A casa caiu?

por Dodi Tavares Borges Leal

Contos Imorais - Parte 1: Casa Mãe ©️Jean-Luc Beaujault

E se as instituições que dão pilar à sociedade estivessem à beira de cair com um sopro? Na fábula dos três porquinhos aprendemos, dentre outras coisas, que proteger-se do lobo mau depende da força das estruturas que erguem. Em Contos Imorais – Parte 1: Casa Mãe (Contes Immoraux – Partie 1: Maison Mère), vemos que água mole em papelão mais mole ainda tanto bate até que cai. E perguntamos, de que matéria física é feita a democracia? Para preservar as instituições dos desgastes precisamos erguê-la com que matéria?

Uma casa sob encomenda do IKEA. Monte você mesmo! Será que a mega-loja passou a vender também um kit Estado de direito democrático com instruções de instalação e de uso? Phia Ménard nos apresenta o (nosso) chão com uma série de peças que acabam por tornar-se espetinho de palco. Placas voadoras. É preciso dar adesão às junções. Toda a matéria vem do chão. Fita adesiva pode colar pedaços de poder? A personagem arranca no dente. Pedaços de fita. Sua compulsão, em certa pressa crescente, e a colagem de fita sobre fita nos indicam que é preciso fixar bem. Ela parece que tentou com todas as suas forças que a casa ficasse de pé.

“Qual é a figura que você leva para a cena?”. Perguntou-se à Phia Ménard após a primeira apresentação de Casa Mãe no Sesc Pinheiros, pela MITsp 2020. Ela responde: “Femme. Femme. Femme!” Uma mulher. Aqui no Brasil há algumas décadas, antes das construtoras reinarem o mercado, quem construía as casas eram os pedreiros. E Phia é uma pedreira da cena, uma soldada com suas lanças e armadura. Às vezes ela se enfia embaixo do chão de placas e desprega seus ligamentos construindo assim um teto. Ergue uma parede, depois outra, depois outra. A mulher maneja a destreza do equilíbrio. O som de fábrica da paisagem logo adianta o tilintar metálico-hidráulico e a profusão de chuva que está por vir. Por ora, uma casa maluca, onde imagina-se viver em uma planitude diagonalizada.

A estrutura da possível casa balançando nos dá aflição enquanto público.

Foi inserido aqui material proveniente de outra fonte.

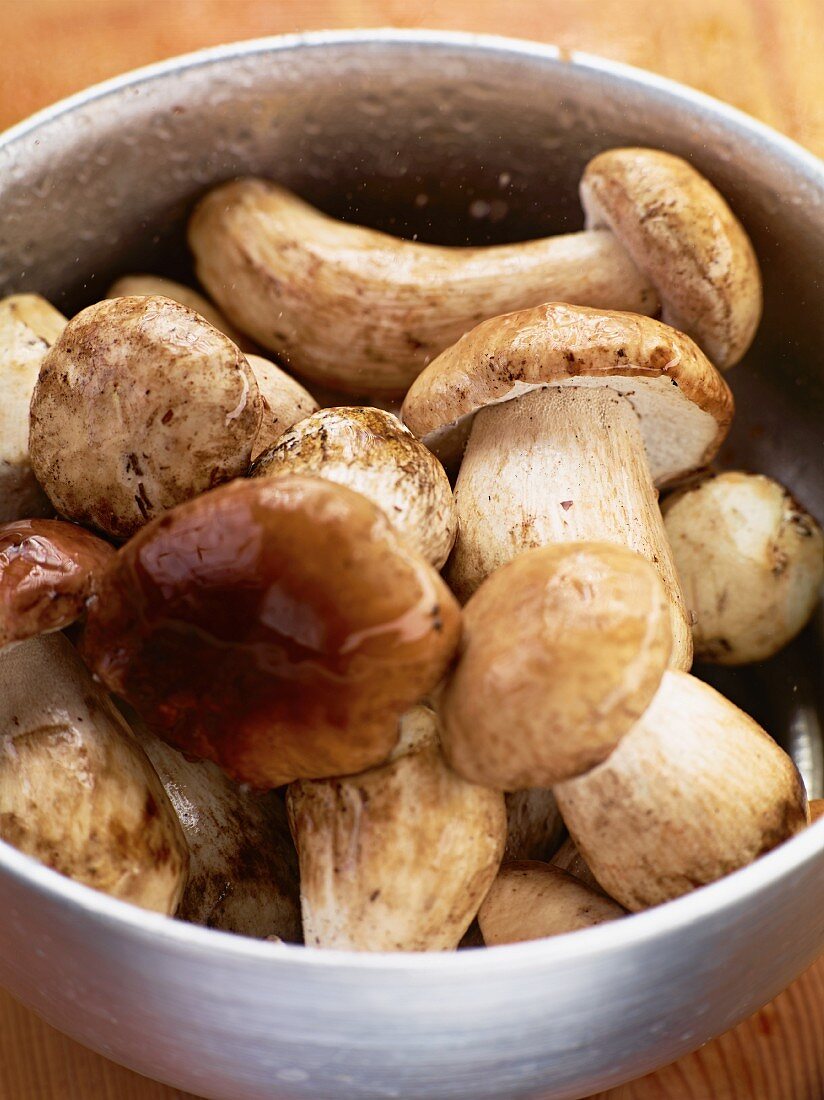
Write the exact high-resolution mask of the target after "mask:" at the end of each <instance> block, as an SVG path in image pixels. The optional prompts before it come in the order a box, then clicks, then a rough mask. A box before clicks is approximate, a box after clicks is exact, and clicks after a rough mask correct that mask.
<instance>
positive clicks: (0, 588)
mask: <svg viewBox="0 0 824 1100" xmlns="http://www.w3.org/2000/svg"><path fill="white" fill-rule="evenodd" d="M113 555H114V550H113V548H112V547H110V546H109V543H108V542H105V541H103V540H102V539H99V538H97V537H96V536H95V535H91V533H90V532H89V531H86V530H84V529H83V527H77V526H75V525H74V524H66V522H64V521H63V520H62V519H20V520H18V521H17V522H14V524H3V525H0V649H2V648H3V647H4V646H8V645H11V643H13V642H15V641H23V640H24V639H25V638H33V637H34V636H35V635H39V634H46V632H50V631H52V630H62V629H63V628H64V627H66V626H69V624H72V623H74V621H76V620H77V619H78V618H79V617H80V616H81V615H83V614H84V613H85V610H86V603H87V601H88V599H89V597H90V596H91V594H92V592H94V591H95V588H96V586H97V581H98V577H99V576H100V575H101V574H102V572H103V570H105V569H106V566H107V565H108V563H109V562H110V561H111V559H112V558H113Z"/></svg>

Algo que nós cidadãs/ãos sentimos quando as instituições democráticas estão abaladas. E parece que só há uma pessoa que tem o cálculo de salvá-la. Ou de vê-la ruir. É uma grande guerreira travesti. Ela ousa até mesmo tirar um sarro com quem é espectador/a: fecha na nossa cara a quarta parede. Da casa e da cena. Onde ficam as convenções teatrais quando o cenário é uma gangorra e quando a casa está de ponta cabeça? Qual a força de constituições democráticas quando as superfícies já não se mostram planas, nem verticais?

Lá de dentro sai uma pessoa trans com uma serra elétrica. Ela rasga as paredes. A serra pode ser suas unhas. Eis que visualizamos o Parthenon. A casa do povo? Berço da democracia, ou avesso da democracia. Lembramos do texto Casa Vacía de Paul Preciado no qual ele correlaciona a pressa em mobiliar uma casa com a cisgeneridade naturalizada que precisa preencher os espaços sem lidar com os vazios com as quais as transições nos fazem viver. Construir a própria casa, uma avenção da transgeneridade.

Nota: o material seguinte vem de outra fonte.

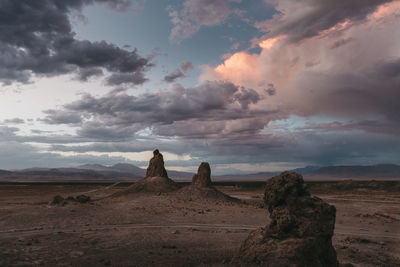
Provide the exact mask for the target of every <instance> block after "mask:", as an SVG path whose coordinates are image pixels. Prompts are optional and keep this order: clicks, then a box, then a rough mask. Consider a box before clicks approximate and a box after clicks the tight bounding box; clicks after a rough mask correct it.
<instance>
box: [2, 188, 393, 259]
mask: <svg viewBox="0 0 400 267" xmlns="http://www.w3.org/2000/svg"><path fill="white" fill-rule="evenodd" d="M182 186H183V185H182ZM215 186H216V188H218V189H219V190H220V191H222V192H224V193H226V194H228V195H230V196H233V197H236V198H239V199H241V201H240V202H230V201H226V200H222V199H221V200H218V199H215V198H210V199H208V198H207V197H204V198H201V197H193V198H191V197H190V196H189V197H188V196H184V197H182V196H181V195H180V194H178V193H176V192H171V193H146V194H144V193H132V194H127V195H123V196H120V197H109V196H111V195H112V194H113V193H116V192H119V191H121V190H123V189H124V188H126V185H123V184H116V185H113V186H110V185H106V184H96V183H86V184H85V183H79V184H68V183H64V184H61V183H58V184H57V183H53V184H51V183H47V184H46V183H43V184H38V183H36V184H35V183H26V184H24V183H19V184H16V183H14V184H12V183H8V184H6V183H3V184H0V266H232V265H233V263H232V262H231V260H232V258H233V257H235V255H237V252H238V250H239V247H240V245H241V243H242V241H243V240H244V239H245V238H246V237H247V236H248V234H249V233H250V232H251V231H252V230H254V229H256V228H259V227H264V226H266V225H267V224H268V223H269V214H268V211H267V210H266V209H265V208H264V205H263V200H262V196H263V192H264V188H263V183H235V182H232V183H220V184H218V183H216V184H215ZM308 186H309V188H310V191H311V193H312V194H313V195H315V196H318V197H320V198H322V199H323V200H325V201H326V202H328V203H330V204H332V205H334V206H335V207H336V209H337V213H336V226H335V234H334V237H333V244H334V247H335V249H336V252H337V254H338V259H339V261H340V263H341V264H346V263H350V264H353V265H354V266H400V182H396V181H390V182H389V181H386V182H384V181H380V182H378V181H363V182H358V181H336V182H308ZM81 194H84V195H87V196H90V197H91V199H92V201H90V202H88V203H78V202H67V203H66V204H65V205H53V204H51V201H52V200H53V197H54V196H56V195H61V196H63V197H68V196H77V195H81Z"/></svg>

Aí vemos ela ao lado da casa construída. Estamos a perceber o tempo que leva para os objetos se modificarem. O temporal cai e faz ruir impiedosamente as instituições democráticas erguidas. Acompanhamos as colunas desmancharem uma a uma. Os ladrilhos cedem. Grande fumaça vem de cima enquanto as colunas se dobram. Parece que a casa vai cair mais rápido, e juntar-se às poças d’água formadas no chão. E a travesti ao lado. É preciso notar que ela também esteve em transição o tempo todo. Uma gota trava.

Enquanto a casa caiu, vemos a mulher trans se erguendo com uma força adquirida gota a gota. Ela agradece dobrando a coluna do seu corpo, enquanto as colunas da casa já estão derrubadas. É traviarcado que fala?